If I sold pens, I would answer yes.  Requires a little playing to get the right size and settings but definitely can work. If I was in the business of selling a lot of pens I might consider a better unit but for the price it's hard to go wrong.


----------



## sbwertz (Jun 8, 2016)

Mine has been shipped.  Hope it doesn't take the scenic route like someone else's did! I think I will try filling names on dark wood with light colored embossing powder and CA and see how that works.  I've used it for filling cracks and flaws. Even dark sawdust from the sander on light wood might be nice.  I can hardly wait to experiment!


----------



## Bob in SF (Jun 8, 2016)

Hi Sharon - You kindly alerted me to anti-Windows-10-upgrade software - one good turn sparks return - here's a quick burn of the braille alphabet from an (nbp.org) alphabet card - pdf opened in Photoshop, saved as .jpeg, dragged into the laser printer software, burned after quickly focusing (could have been better) - speed = 45.

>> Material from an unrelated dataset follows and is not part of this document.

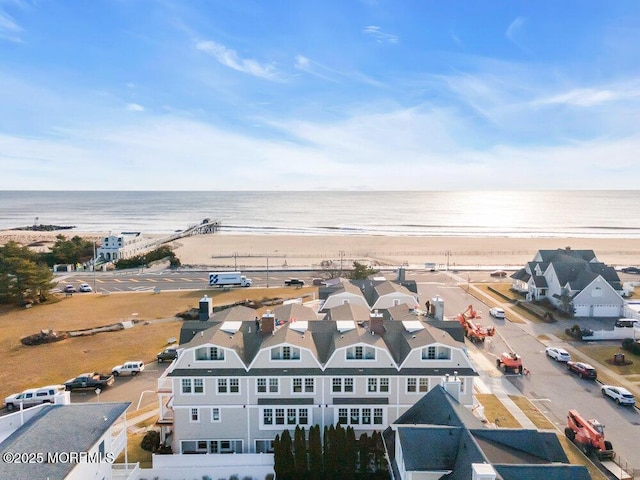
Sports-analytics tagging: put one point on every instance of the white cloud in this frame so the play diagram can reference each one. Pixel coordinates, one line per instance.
(379, 36)
(589, 97)
(230, 58)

I know you'll do a lot better - and this is tiny - like your raised dots idea - have fun.





- Bob


----------



## KBs Pensnmore (Jun 9, 2016)

For your charity Sharon, I wish the very best for you.
Kryn, from down under.


----------



## sbwertz (Jun 12, 2016)

On average, how long did it take to get your laser if you paid for expedited shipping?  It has been six days since I got the notice it had been shipped but still don't have a tracking number.


----------



## BRobbins629 (Jun 12, 2016)

Mine took 11 days with no expedited shipping. Tracking never worked.


----------



## Bill in Buena Park (Jun 12, 2016)

Mine started tracking about a week after I placed the order (after I sent an email to GearBest to find out what was going on), then took another two weeks to reach me.


----------



## mecompco (Jun 13, 2016)

sbwertz said:


> On average, how long did it take to get your laser if you paid for expedited shipping?  It has been six days since I got the notice it had been shipped but still don't have a tracking number.



Sharon, mine arrived in about that time frame. I never got a tracking number, either. On a previous expedited order, it took 11 days. On a non-expedited order, it took 25 days. 

Regards,
Michael


----------



## sbwertz (Jun 16, 2016)

They finally admitted it did not go out expedited, and will refund my 8 dollars.  So I guess it will get here while I am on vacation.  Oh well, so much for being able to make Fathers' day gifts down at the center.


----------



## sbwertz (Jun 18, 2016)

Finally got some tracking info.  I ordered it on June 4.  It showed "shipped" on June 7.  According to the tracking info, it actually left the Netherlands depot on June 17!  Hope I have it by Christmas.


----------



## mecompco (Jun 18, 2016)

sbwertz said:


> Finally got some tracking info.  I ordered it on June 4.  It showed "shipped" on June 7.  According to the tracking info, it actually left the Netherlands depot on June 17!  Hope I have it by Christmas.



I'm thinking by the Fourth of July, but hope it's sooner!


----------



## wood-of-1kind (Jul 5, 2016)

*Got it*

So after a prolonged wait, I now have the laser. Glad to report that I am very happy with the performance so far. A very good value for money and I certainly am happy with the logo.


Conclusion: you do not have to spend a fortune to get more than "acceptable" laser results.


----------